28 Hierarchical clustering

Stat 406

Geoff Pleiss, Trevor Campbell

Last modified – 30 November 2023

\[ \DeclareMathOperator*{\argmin}{argmin} \DeclareMathOperator*{\argmax}{argmax} \DeclareMathOperator*{\minimize}{minimize} \DeclareMathOperator*{\maximize}{maximize} \DeclareMathOperator*{\find}{find} \DeclareMathOperator{\st}{subject\,\,to} \newcommand{\E}{E} \newcommand{\Expect}[1]{\E\left[ #1 \right]} \newcommand{\Var}[1]{\mathrm{Var}\left[ #1 \right]} \newcommand{\Cov}[2]{\mathrm{Cov}\left[#1,\ #2\right]} \newcommand{\given}{\ \vert\ } \newcommand{\X}{\mathbf{X}} \newcommand{\x}{\mathbf{x}} \newcommand{\y}{\mathbf{y}} \newcommand{\P}{\mathcal{P}} \newcommand{\R}{\mathbb{R}} \newcommand{\norm}[1]{\left\lVert #1 \right\rVert} \newcommand{\snorm}[1]{\lVert #1 \rVert} \newcommand{\tr}[1]{\mbox{tr}(#1)} \newcommand{\brt}{\widehat{\beta}^R_{s}} \newcommand{\brl}{\widehat{\beta}^R_{\lambda}} \newcommand{\bls}{\widehat{\beta}_{ols}} \newcommand{\blt}{\widehat{\beta}^L_{s}} \newcommand{\bll}{\widehat{\beta}^L_{\lambda}} \newcommand{\U}{\mathbf{U}} \newcommand{\D}{\mathbf{D}} \newcommand{\V}{\mathbf{V}} \]

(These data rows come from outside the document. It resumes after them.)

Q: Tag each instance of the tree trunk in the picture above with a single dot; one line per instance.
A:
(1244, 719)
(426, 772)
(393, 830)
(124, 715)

From \(K\)-means to hierarchical clustering

K-means

It fits exactly \(K\) clusters.
Final clustering assignments depend on the chosen initial cluster centers.

Hierarchical clustering

No need to choose the number of clusters before hand.
There is no random component (nor choice of starting point).

There is a catch: we need to choose a way to measure the distance between clusters, called the linkage.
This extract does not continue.